(Washington, DC) Over the weekend, I finished Mark Kingwell’s excellent book Nearest Thing to Heaven: The Empire State Building and American Dreams. By coincidence, I spent today in an office three blocks south of the actual Empire State Building. I saw it first from an airport taxi, got a good direct look at it from the window on 31st Street, walked by its front door, and then watched it vanish over Queens on my way to La Guardia.
Seeing it, however, is problematic–that is one of Kingwell’s themes. First of all, it is actually very big. If you are far enough away to see the whole thing, it becomes misleadingly small, unremarkable, dwarfed by routine buildings closer by, sometimes just an extra piece of equipment in the backdrop of a New Jersey auto dealership or a Brooklyn lot. If you come close enough to sense its scale, it veers away so sharply that you can’t really see anything. What you do glimpse is just the skin. It’s a three-dimensional structure; to experience it fully (if such a thing were possible) would require going inside: time and motion would be needed as well as vision.
The Empire State Building is also hard to “see” because you have seen it so many times before, in real life, in postcards and movies, inside snow globes, on tee-shirts, carved as chocolates or soaps. As a result of all that mechanical reproduction, you carry the wrong shape in your mind. In my memory, it had more stone and less steel, more shoulder and less head, than in my experience today.
And it’s a hard object to see because savvy New Yorkers don’t stare up at it, whether they’re walking down the street or in meetings on 31st Street. They are too busy, too blasé. Tourists were standing around the entrance on Fifth Avenue, and since I was also a tourist but didn’t want to seem one, I hurried past.

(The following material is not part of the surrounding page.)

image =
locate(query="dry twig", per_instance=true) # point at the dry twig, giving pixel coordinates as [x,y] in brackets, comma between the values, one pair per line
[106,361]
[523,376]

From the taxi, though, it was OK to stare. The building looked a little solitary, standing down there in the thirties. I recalled Kingwell’s idea that the Chrysler Building is its uptown girlfriend; they seemed a little distant. At first sight, on a grey day, the Empire State Building looked pixilated, like a stack of tiny cubes with angular edges all the way to the Deco dirigible dock at the top. A surprising dark stripe crossed its belly.
I wrote the above on the plane from New York to DC, without really reaching a conclusion before we had to put computers away for landing. We came in low over the Potomac, Georgetown lamps shimmering on the river, the Lincoln Memorial’s skylights glowing upward, and the obelisk standing in the middle of it all. It may have been a trick of the perspective–or something to do with my twenty years of past wrapped up in Washington–but it looked grander than the city we had left.